(Bloomberg) -- There’s a frenzy-like quality to the rally on Wall Street right now that has many drawing comparisons to the stocks-only-go-up mania of the early days of the pandemic. All major gauges are at or near record highs, fifty-seven stocks in the Nasdaq Composite Index have gained more than 150% already this year, and meme stocks are suddenly, and seemingly randomly, popping once again.

But one key ingredient is missing: Investors aren’t buying derivative contracts that’d give them a shot at a big payday if stocks keep surging. And that lack of demand for call options, as the contracts are known, indicates that beneath the surface there’s a sense among those on Wall Street and in day-trading circles that, unlike the go-go days of 2020, the best of this rally is just about over.
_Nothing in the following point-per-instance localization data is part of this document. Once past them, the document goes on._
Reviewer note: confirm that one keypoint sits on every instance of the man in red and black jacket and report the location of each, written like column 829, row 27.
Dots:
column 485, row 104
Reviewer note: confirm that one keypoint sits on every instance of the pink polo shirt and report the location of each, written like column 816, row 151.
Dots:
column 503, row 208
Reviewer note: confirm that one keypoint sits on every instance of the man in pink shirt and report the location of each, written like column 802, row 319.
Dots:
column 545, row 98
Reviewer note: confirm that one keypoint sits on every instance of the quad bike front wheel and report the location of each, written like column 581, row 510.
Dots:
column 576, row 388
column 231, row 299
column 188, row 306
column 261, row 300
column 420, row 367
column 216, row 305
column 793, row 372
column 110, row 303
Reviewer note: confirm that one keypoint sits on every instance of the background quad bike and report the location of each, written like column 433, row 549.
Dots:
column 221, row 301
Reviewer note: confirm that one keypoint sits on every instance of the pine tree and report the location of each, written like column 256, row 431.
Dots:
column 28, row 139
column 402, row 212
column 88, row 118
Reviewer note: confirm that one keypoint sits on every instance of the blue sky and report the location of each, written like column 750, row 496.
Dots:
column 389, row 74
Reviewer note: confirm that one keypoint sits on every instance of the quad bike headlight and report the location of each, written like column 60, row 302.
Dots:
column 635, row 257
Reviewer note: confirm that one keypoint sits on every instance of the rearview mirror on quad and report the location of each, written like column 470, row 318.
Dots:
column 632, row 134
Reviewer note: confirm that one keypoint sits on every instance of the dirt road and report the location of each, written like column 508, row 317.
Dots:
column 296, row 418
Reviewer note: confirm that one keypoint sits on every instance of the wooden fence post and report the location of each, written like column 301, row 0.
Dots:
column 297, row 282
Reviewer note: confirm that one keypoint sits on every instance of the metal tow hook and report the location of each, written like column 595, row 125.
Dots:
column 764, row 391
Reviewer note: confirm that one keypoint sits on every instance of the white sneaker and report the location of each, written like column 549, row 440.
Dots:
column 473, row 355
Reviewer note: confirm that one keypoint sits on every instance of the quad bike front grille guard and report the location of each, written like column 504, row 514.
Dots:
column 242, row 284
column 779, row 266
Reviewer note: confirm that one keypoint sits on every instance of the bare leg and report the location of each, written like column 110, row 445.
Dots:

“In the past, when we’ve reached this FOMO cycle, you also saw that in call demand,”  Amy Wu Silverman, head of derivatives strategy at RBC Capital Markets, told Bloomberg TV. In Wall Street parlance, call options are a bet on the “right tail” of market charts. “We don’t see that chase to the right tail.”

The loss of exuberance underscores the shifting macroeconomic landscape that has traders preparing for less of a blistering rally and more of a gradual slog higher. At the start of the year, two pillars propped up stocks: robust corporate earnings and hopes for multiple interest rate cuts in 2024. 

Now, the market is pricing in at most a single cut in September at the earliest, with some Wall Street economists warning the Federal Reserve could keep rates elevated for the remainder of the year. It’s a long way from the near-zero interest rates and quantitative easing of four years ago.

The latest earnings reports have failed to stoke the kind of risk-taking on display in March. Companies posted nearly 8% year-over-year earnings per share growth — just shy of last quarter’s expansion — led by blockbuster reports from the likes of Nvidia Corp. and Microsoft Corp. 

Overall, results were good, just “not so out of this world great that you want to buy calls all the time,” said Scott Nations, president of Nations Indexes.

His firm’s CallDex index — which measures the cost of one-month, out-of-the-money call options tracking the S&P 500 — last week neared its lowest level in a year. That reading signals little willingness to pay for near-term contracts that pay off should stocks fly higher. 

 

But while options traders aren’t preparing for more gains, investors still don’t seem ready to let go of the hope. A poll by the National Association of Active Investment Managers shows that equity exposure jumped to more than 94% from 60% in late April. Notably, the upped allocations remain 10% below the recent March highs. 

Options markets also signal little fear of a potential selloff. The Cboe Volatility Index has posted some of its most meager readings since before the pandemic in the past week, as demand for puts protecting against broad market slumps remains muted. 

 

The growth of option-selling funds also is creating favorable dynamics for further gains with potential buyers for any big selloff. 

“We have index dealers long $7.8B worth of gamma per every 1% move,” Scott Rubner, Goldman Sachs Group Inc.’s global markets division managing director and tactical specialist, wrote in a note. “This feature will help mute a larger potential drawdown.” 

Less risk-taking does not necessarily mean stocks are due for a pullback, according to Brandon Yarckin, chief operating officer at Universa Investments LP. He said that sentiment can serve as a contrarian indicator: Overtly-bullish positioning, like that seen in March, can give way to pullbacks, like the one seen in April. A touch of trader restraint could be a good signal for stocks.

“We haven’t really gotten to that extreme bullishness level yet that would typically be associated with the end of a rally,” Yarckin said. “We would take that as just more evidence that the market has a bit more legs to it.”